Since becoming a popular concept in the 1990s, de-extinction efforts have focused on grand animals with mythical stature. Despite the dire warnings of Hollywood blockbusters like Jurassic Park, we persist in imagining our modern landscapes restocked with beasts many thousands – or even millions – of years absent.

But even though the process of de-extinction is moving rapidly from the realm of fiction into reality, a team of palaeogeneticists say we should be focusing our attentions on more achievable targets than dinosaurs. Documenting their genomic work in Current Biology, they say they may have found an ideal candidate – Rattus macleari, the Christmas Island rat.

Dinosaurs went extinct 65 million years ago. Mammoths have been missing for 4,000 years. But Christmas Island rats? We lost them only 119 years ago, when disease brought by European ships decimated their populations.

Having recently vanished, the Christmas Island rat still has many closely related species living today. Key among these is the Norway brown rat, with whom it shares about 95% of its genome – a factor potentially dictating the ability to bring the lost rat back from the dead.

De-extinction work is defined by what is unknown. When sequencing the genome of an extinct species, scientists face the challenge of working with degraded DNA, which doesn’t yield all the genetic information required to reconstruct a full genome of the extinct animal. But an animal such as the Christmas Island rat, alongside its genetic cousin the Norway brown rat, is something of a goldmine for evolutionary geneticists.

In much the same manner as the thylacine and the dunnart, the genome of the living rat provides a guidebook for how to assemble that of the extinct rat. Having obtained almost all of the Christmas Island rat’s genome from well-preserved skin samples, researchers can use the genome of the Norway brown rat to identify any gaps. Then, in theory, they can use CRISPR technology to gene edit the DNA of the living rat to match that of the extinct one.

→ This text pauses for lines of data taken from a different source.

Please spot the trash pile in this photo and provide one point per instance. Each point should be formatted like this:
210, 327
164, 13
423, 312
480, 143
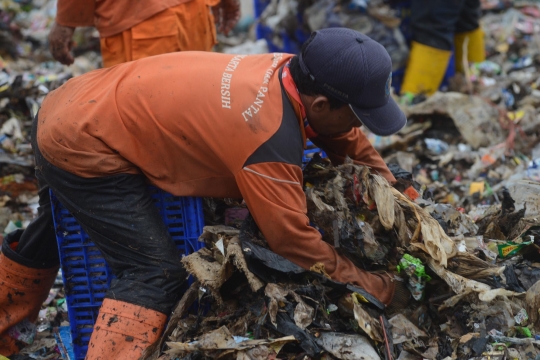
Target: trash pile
27, 74
467, 251
473, 284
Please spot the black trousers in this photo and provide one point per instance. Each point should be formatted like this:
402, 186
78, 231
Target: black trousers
118, 214
434, 22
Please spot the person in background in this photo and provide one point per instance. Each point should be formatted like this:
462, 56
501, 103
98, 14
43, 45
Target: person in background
440, 27
131, 30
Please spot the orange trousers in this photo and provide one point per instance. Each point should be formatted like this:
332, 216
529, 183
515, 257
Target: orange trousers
188, 26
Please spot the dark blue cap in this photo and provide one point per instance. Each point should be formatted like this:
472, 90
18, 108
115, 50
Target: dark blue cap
357, 70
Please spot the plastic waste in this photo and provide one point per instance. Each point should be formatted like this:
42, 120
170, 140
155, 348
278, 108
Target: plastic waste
416, 273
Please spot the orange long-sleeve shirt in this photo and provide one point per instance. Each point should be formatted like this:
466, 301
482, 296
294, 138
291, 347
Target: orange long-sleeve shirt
110, 17
203, 124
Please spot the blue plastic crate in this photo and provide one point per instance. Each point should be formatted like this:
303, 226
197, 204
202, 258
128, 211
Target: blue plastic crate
86, 274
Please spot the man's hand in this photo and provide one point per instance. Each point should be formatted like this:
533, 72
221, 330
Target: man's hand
61, 43
226, 14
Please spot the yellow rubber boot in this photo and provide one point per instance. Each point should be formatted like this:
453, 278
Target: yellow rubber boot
425, 69
475, 47
123, 331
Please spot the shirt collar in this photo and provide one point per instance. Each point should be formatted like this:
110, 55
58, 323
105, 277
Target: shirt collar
292, 91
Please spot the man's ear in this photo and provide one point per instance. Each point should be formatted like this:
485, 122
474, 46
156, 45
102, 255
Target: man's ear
320, 104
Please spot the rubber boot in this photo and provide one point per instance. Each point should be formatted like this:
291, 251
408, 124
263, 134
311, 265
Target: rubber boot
425, 69
123, 330
22, 292
475, 47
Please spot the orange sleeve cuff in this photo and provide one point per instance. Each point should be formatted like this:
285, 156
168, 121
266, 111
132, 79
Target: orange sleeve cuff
75, 13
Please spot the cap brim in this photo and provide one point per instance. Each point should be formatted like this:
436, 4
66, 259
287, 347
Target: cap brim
385, 120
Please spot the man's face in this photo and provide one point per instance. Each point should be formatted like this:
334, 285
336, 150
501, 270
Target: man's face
326, 121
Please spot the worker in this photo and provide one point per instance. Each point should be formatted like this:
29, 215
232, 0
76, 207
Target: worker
194, 124
131, 30
440, 27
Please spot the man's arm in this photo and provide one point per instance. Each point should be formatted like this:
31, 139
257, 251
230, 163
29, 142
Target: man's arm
69, 15
274, 195
355, 145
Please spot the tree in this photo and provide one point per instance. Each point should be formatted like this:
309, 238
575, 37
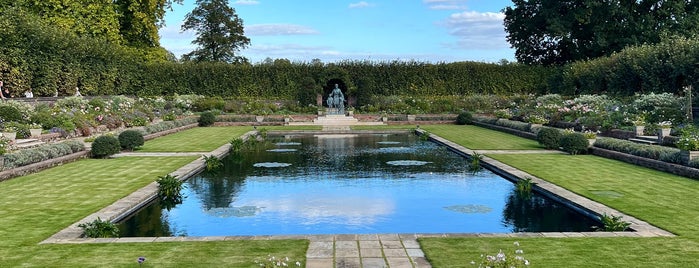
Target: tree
219, 32
140, 20
556, 32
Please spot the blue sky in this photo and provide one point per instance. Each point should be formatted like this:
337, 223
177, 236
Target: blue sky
376, 30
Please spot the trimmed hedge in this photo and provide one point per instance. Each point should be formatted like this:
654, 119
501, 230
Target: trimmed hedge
42, 153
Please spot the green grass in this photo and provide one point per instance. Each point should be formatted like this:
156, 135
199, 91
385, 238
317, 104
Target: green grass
36, 206
478, 138
200, 139
662, 199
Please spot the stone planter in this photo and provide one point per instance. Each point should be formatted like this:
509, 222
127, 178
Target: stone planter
36, 132
688, 156
590, 142
664, 132
10, 135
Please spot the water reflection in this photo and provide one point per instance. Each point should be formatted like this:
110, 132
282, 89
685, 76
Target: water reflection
350, 184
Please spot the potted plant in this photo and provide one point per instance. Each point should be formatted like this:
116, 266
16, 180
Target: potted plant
688, 143
639, 125
35, 129
9, 132
665, 127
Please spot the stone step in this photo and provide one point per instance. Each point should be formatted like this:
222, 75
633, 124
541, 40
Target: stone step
644, 141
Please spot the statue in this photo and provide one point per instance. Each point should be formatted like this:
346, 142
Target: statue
336, 101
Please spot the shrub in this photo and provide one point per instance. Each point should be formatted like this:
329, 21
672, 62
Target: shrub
574, 143
9, 114
130, 139
104, 146
464, 118
206, 119
549, 137
99, 229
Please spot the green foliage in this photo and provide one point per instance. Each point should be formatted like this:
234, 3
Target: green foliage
574, 143
206, 119
10, 114
613, 223
130, 139
464, 118
212, 162
221, 42
208, 104
169, 191
105, 146
99, 229
524, 186
549, 137
559, 32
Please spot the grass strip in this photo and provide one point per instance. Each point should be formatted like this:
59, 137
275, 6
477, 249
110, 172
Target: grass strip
478, 138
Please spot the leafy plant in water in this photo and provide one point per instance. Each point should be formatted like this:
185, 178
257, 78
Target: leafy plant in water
524, 186
99, 229
613, 223
169, 188
212, 162
475, 164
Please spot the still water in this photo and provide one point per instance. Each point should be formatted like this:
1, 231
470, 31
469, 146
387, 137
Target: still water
340, 184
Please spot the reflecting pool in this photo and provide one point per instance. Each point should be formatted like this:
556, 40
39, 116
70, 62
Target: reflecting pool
358, 184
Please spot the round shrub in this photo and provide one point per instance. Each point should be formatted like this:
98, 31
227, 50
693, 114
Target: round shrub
104, 146
574, 143
9, 113
549, 137
464, 118
130, 139
206, 119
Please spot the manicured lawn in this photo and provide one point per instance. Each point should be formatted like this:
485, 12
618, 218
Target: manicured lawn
35, 206
659, 198
478, 138
199, 139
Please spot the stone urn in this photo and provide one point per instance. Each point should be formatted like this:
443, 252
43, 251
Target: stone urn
10, 135
36, 132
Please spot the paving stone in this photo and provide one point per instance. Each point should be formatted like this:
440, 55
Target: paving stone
347, 252
389, 252
391, 244
346, 244
371, 252
369, 244
412, 243
374, 263
347, 263
319, 263
399, 263
415, 252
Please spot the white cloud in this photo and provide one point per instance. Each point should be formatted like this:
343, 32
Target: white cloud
246, 2
278, 29
360, 4
477, 30
445, 4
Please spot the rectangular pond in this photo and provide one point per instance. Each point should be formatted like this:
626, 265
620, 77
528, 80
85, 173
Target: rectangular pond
351, 184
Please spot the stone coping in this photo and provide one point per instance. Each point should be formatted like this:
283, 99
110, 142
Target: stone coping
123, 207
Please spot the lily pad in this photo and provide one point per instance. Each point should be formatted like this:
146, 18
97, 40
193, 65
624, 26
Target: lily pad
282, 150
271, 164
407, 163
470, 209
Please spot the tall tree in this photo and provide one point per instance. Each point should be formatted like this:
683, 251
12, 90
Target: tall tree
219, 32
554, 32
140, 20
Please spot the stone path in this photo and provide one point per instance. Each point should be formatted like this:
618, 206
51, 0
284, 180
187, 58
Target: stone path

“It was a quite a nice test model,” says Dr Tom Gilbert from the University of Copenhagen. “It’s the perfect case because when you sequence the genome, you have to compare it to a really good modern reference.”

Theoretically, the researchers say there is enough genetic information available to resurrect this recently deceased species – though it wouldn’t be a perfect copy.

“With current technology, it may be completely impossible to ever recover the full sequence, and therefore it is impossible to ever generate a perfect replica of the Christmas Island rat,” says Gilbert.

The replica rat would differ by a few key genes, most of which are related to olfaction – so while to our eyes the revived rat would be indistinguishable from its extinct companions, it probably wouldn’t process smells the same way it once would have, potentially leading to minor behavioural differences.

This is a problem that we’re unlikely to get past any time soon.

“It is very, very clear that we are never going to be able to get all the information to create a perfect recovered form of an extinct species,” Gilbert says. “There will always be some kind of hybrid.”

But in practical terms, is such a small degree of hybridisation meaningful? Perhaps not, says Gilbert. The key, he says, is not in how exactly the resurrected species approximates its lost counterparts, but how functionally different it is from living species of today.

Gilbert says that in order to make an ecologically functional mammoth, for example, it might be enough to edit elephant DNA to make the animal hairy and able to live in the cold.

“If you’re making a weird fuzzy elephant to live in a zoo, it probably doesn’t matter if it is missing some behavioural genes,” he says. “But that brings up a whole lot of ethical questions.”

For now, researchers are thinking of looking even closer to home still – working solely with species that are still living. Although it sounds oxymoronic to test de-extinction technologies on living species, Gilbert says that trialling CRISPR gene edits on a black rat genome to make it that of a Norway brown rat could be an important way to feel out the process before making the leap to resurrecting the Christmas Island rat.

Though Gilbert sees huge potential in the teams’ research, he says the process still gives him pause.

“I think it’s a fascinating idea in technology, but one has to wonder if that’s the best use of money as opposed to keeping the things alive that are still here.”